Am I Blue?

FINALLY, I’m watching Derek Jarman’s BLUE.

In common with Jarman’s collaborator Ken Russell, for whom Jarman designed THE DEVILS and SAVAGE MESSIAH, I loved Jarman more than I loved his films. Russell identified Jarman’s personal joyousness as being the quality somewhat lacking in his films. But the same charge was leveled at Ingmar Bergman, who claimed to be a fun guy. Jarman was a force of life — I was lucky enough to see him speak a number of times, at Filmhouse and the DeMarco Gallery, and each time I felt I’d seen a whole movie.

THE LAST OF ENGLAND marks the beginning of Jarman’s late period — he goes from early to late without a middle, thanks to AIDS. I believe we’d have seen a whole series of films building on the particular strengths of CARAVAGGIO and featuring Tilda Swinton as muse, if not for that terrible illness. When ENGLAND screened at Edinburgh, we were told that Jarman hadn’t even been able to watch it — the shattering music and sound design was too strong for him to withstand.

BLUE comes on as a gentler work — not just because it almost totally lacks an image track, just that luminous blue. Of course, your eyes keep working, and won’t accept such a blank picture.

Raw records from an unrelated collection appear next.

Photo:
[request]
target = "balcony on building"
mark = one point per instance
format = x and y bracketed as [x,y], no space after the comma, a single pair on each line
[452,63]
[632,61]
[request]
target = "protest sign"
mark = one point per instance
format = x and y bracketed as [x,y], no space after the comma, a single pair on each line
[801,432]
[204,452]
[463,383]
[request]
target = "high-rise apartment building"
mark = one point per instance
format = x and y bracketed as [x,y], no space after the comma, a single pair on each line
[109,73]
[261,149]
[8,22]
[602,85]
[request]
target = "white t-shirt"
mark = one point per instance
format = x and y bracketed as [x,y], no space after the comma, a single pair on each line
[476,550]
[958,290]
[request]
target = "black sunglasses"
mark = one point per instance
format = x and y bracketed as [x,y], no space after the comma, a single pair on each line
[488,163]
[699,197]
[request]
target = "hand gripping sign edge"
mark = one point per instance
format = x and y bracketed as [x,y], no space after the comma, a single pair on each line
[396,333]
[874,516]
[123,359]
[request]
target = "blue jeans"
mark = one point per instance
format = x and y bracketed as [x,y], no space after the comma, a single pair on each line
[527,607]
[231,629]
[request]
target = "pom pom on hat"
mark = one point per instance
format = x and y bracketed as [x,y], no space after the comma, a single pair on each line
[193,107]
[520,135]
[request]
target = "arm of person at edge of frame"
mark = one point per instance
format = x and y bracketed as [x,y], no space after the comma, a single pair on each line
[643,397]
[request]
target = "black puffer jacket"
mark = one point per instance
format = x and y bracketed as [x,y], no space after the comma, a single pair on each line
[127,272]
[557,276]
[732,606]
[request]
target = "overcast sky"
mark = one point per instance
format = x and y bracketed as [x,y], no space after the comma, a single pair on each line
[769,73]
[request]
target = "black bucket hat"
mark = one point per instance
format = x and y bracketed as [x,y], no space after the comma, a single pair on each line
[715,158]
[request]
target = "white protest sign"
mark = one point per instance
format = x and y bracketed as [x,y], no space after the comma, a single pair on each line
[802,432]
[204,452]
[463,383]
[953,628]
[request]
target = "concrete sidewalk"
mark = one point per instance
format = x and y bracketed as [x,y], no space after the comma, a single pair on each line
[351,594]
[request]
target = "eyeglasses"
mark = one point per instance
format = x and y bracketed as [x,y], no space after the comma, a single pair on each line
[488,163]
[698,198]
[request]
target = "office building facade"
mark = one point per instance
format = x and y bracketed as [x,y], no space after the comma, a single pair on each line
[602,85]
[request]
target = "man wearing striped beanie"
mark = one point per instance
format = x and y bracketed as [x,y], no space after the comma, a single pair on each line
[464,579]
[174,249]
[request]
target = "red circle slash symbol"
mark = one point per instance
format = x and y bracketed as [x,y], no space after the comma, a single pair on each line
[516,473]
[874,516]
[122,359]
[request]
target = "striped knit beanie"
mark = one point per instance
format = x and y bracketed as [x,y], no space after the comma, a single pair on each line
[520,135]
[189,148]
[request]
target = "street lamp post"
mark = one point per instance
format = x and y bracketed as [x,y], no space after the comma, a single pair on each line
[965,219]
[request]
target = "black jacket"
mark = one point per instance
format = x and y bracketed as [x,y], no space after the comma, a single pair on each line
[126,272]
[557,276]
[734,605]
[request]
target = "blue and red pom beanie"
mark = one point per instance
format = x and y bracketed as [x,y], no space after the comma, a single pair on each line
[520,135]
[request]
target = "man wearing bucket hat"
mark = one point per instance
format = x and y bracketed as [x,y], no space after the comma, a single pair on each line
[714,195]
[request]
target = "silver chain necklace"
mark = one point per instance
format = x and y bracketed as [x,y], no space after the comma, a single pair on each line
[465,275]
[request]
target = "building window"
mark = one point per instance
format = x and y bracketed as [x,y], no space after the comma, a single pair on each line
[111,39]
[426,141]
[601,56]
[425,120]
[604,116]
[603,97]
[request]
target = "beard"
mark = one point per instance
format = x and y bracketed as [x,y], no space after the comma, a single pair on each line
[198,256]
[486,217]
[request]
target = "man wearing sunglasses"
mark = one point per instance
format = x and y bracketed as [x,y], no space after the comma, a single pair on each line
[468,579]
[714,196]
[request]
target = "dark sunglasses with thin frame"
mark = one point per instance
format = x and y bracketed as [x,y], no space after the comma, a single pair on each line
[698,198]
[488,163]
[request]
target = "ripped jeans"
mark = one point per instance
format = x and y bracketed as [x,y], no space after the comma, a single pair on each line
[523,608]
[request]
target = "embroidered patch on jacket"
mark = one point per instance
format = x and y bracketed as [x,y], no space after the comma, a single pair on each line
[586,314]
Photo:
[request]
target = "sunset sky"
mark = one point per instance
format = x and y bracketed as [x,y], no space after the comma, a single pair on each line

A friend who saw the film projected remarked that he fixated on a spot of damage on the cinema screen. The version I’m looking at has a fair bit of sparkle on the original print, so my eyes are darting around to follow these little glitterballs. And I don’t have the benefit of a darkened auditorium. But at least the cat has shut up.

For some reason I hadn’t anticipated the effect of natural sounds — initiially, a cafe — in this film, shorn of the usual visual accompaniment. The blue screen — blue was all that Jarman could see at this point — makes us feel blind, in a way that we never do listening to a radio play. Something is less than nothing.

“I have played this scenario back and forth for a year,” says the VO, and Simon Fisher Turner follows it with a discordant recurring set of chimes that perfectly captures the sensation of an unshakeable thought spiralling around in your mind.

“Blue transcends the solemn geography of human limits.”

The last time I saw Jarman he was very thin, very frail, and being assisted across the Filmhouse lobby. Though I’d heard he was dying, his appearance was shocking to me since I’d last seen him a few years before in good health.

But he was smiling.

“Blue transcends the solemn geography of human limits.”

BLUE is the film where Jarman expresses his joy, his love of life, as it is ending.

“Blue transcends the solemn geography of human limits.”

“Blue transcends the solemn geography of human limits.”

“Blue transcends the solemn geography of human limits.”

13 Responses to “Am I Blue?”

  1. ooh oh I adored his writing and he was very very kind and encouraging. I wrote to him at university as someone told me he was really ill saying how much I liked his films. I came down to my post box in my hall of residence to a parcel from him with Dancing Ledge in it. Still a treasured possession. And once at a booksigning at the Filmhouse a saw a young man go up apologise for not having the book as too broke and Jarman just filched a copy off the pile beside him and inscribed it to him.

  2. I missed the Blue premiere at EIFF as I was busy making my first short film … was Fiona with us? Off Your Trolley

  3. Danny Carr Says:

    I remember being amused when Channel 4 showed it letterboxed.

  4. At the time I couldn’t face sitting in a cinema looking at blueness for 70 mins. It felt demented, though I think I respected the reasons the movie was the way it was. Though I wasn’t sure you could call it a movie. Now I’m fascinated.

    I suppose it’s the ultimate example of film shrinking to fit its director’s state of health, as with late Bertolucci.